Still, Zscaler's price-to-sales (P/S) ratio of 13 is not far above its all-time lows. And since rapid revenue growth could lower that sales multiple over time, it reduces the likelihood the stock will experience a substantial decline. Hence, as cloud adoption continues and customers look to protect their networks, it should bode well for the cybersecurity stock's investors regardless of the overall economy.

Monday.com is a work OS, which you don't easily get rid of

Justin Pope (Monday.com): What happens during tough times? Companies tighten their belts and look for places to cut costs; only the most important assets are safe. That should play nicely into Monday.com's hand when the next recession arrives.

Monday.com considers itself an operating system (OS) for work; it's a software platform that lets companies build custom dashboards for employees to collaborate and communicate.

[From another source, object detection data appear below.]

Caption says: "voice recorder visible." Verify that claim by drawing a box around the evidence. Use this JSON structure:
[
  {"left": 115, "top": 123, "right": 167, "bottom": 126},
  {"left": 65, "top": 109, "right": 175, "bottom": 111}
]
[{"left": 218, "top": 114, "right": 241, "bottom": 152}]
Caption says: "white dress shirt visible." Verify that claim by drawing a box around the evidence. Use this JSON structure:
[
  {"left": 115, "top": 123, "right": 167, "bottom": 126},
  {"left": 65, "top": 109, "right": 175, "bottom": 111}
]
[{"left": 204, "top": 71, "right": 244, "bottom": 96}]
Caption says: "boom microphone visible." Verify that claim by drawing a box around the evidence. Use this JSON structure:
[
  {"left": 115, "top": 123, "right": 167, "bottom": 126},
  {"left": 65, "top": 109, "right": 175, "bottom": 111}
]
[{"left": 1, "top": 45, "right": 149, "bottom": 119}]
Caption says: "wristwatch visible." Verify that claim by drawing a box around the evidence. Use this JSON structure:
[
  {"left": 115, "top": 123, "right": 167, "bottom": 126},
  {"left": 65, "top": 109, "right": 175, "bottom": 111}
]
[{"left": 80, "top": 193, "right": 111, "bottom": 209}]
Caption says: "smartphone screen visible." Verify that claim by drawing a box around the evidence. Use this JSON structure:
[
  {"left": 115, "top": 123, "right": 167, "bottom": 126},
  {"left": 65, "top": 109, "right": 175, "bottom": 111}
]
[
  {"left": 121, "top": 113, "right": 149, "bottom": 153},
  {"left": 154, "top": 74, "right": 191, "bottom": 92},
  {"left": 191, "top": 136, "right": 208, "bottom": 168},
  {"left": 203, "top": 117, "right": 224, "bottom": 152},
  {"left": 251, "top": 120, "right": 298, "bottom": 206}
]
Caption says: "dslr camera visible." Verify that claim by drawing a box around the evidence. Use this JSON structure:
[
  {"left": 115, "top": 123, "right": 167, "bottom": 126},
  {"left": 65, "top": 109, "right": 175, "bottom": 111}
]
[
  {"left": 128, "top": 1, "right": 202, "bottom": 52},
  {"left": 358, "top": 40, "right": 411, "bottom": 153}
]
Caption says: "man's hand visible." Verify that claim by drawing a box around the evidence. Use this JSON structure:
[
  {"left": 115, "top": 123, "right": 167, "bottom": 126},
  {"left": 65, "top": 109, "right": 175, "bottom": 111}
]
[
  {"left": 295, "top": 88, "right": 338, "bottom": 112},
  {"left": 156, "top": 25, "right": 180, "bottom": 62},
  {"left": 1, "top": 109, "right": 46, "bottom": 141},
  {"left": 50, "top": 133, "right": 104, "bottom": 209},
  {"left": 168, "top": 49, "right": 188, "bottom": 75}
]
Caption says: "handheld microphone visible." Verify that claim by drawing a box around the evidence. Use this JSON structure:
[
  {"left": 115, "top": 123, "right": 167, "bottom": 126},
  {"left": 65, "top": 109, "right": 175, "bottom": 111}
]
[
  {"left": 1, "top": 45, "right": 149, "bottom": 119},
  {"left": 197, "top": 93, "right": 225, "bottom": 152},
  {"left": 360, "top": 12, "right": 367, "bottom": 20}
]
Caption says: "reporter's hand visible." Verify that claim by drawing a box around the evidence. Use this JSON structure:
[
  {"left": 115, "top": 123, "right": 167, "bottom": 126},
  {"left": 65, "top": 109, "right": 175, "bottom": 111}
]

One could argue that most companies will want to uproot the system they run their business on to save a few dollars, especially since Monday.com's pricing is largely based on how many people use it. Yet the company has a net revenue retention rate of 115%, signaling that customers typically spend more over time instead.

And to see just how resilient Monday.com can be in a recession, look at its financials. The business had operated at near break-even free cash flow since going public, and it began growing in 2023.

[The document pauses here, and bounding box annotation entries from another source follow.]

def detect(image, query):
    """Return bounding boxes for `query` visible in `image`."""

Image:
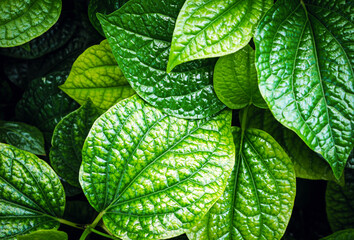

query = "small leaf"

[98,0,225,119]
[79,95,234,239]
[0,121,45,155]
[167,0,273,72]
[188,127,296,240]
[17,230,68,240]
[49,101,100,187]
[60,40,134,110]
[0,143,65,239]
[255,0,354,179]
[214,45,267,109]
[326,177,354,232]
[0,0,61,47]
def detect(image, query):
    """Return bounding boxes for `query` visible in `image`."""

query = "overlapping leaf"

[188,128,296,240]
[99,0,225,119]
[214,45,267,109]
[49,101,100,187]
[60,40,134,110]
[79,95,234,239]
[167,0,272,72]
[0,0,61,47]
[0,120,45,155]
[255,0,354,178]
[0,143,65,239]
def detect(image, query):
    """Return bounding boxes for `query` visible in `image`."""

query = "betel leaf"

[60,40,134,110]
[187,127,296,240]
[17,229,68,240]
[79,95,235,239]
[49,101,101,187]
[255,0,354,178]
[0,0,61,47]
[321,228,354,240]
[326,177,354,232]
[0,143,65,239]
[98,0,225,119]
[247,107,344,183]
[167,0,273,72]
[214,45,267,109]
[0,120,45,155]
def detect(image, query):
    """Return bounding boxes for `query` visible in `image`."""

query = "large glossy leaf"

[326,176,354,232]
[0,0,61,47]
[0,121,45,155]
[167,0,273,72]
[99,0,225,119]
[247,108,344,182]
[188,128,296,240]
[0,143,65,239]
[49,101,101,187]
[60,40,134,110]
[16,72,77,140]
[214,45,267,109]
[255,0,354,178]
[79,95,234,239]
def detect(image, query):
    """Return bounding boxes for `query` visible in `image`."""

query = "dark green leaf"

[79,95,234,239]
[255,0,354,179]
[0,121,45,155]
[98,0,225,119]
[0,143,65,239]
[49,101,100,187]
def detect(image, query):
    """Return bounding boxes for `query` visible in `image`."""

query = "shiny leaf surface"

[60,40,134,110]
[0,143,65,239]
[188,128,296,240]
[79,95,234,239]
[99,0,225,119]
[0,0,61,47]
[167,0,272,72]
[255,0,354,178]
[49,101,101,187]
[0,121,45,155]
[214,45,267,109]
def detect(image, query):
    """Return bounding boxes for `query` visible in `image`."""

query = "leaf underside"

[79,95,234,239]
[255,0,354,179]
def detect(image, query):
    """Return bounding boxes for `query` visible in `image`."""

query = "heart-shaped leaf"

[79,95,234,239]
[0,0,61,47]
[60,40,134,110]
[0,143,65,239]
[49,101,100,187]
[255,0,354,179]
[98,0,225,119]
[0,121,45,155]
[188,128,296,240]
[167,0,273,72]
[214,45,267,109]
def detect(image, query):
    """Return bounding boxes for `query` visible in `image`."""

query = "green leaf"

[17,230,68,240]
[167,0,273,72]
[88,0,128,36]
[0,143,65,239]
[214,45,267,109]
[60,40,134,110]
[0,0,61,47]
[16,72,77,140]
[248,108,344,183]
[187,127,296,240]
[79,95,234,239]
[321,228,354,240]
[98,0,225,119]
[0,121,45,155]
[326,177,354,232]
[255,0,354,179]
[49,101,100,187]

The company is at the point where revenue will grow faster than expenses, resulting in rapidly increasing cash flow. And Monday.com has zero debt and more than $900 million in cash if the business stumbles. In other words, there is a strong financial safety net shareholders can fall back on.

MNDY Free Cash Flow Chart

MNDY Free Cash Flow data by YCharts. TTM = trailing 12 months.

Meanwhile, Monday.com is still growing; analysts believe annual revenue growth will exceed 20% through the decade's end. This is no moon-shot stock that is as likely to fail as it is to succeed. Monday.com is a business firing on all cylinders, with impressive financial strength, and the stock should grow and protect your money over the coming years.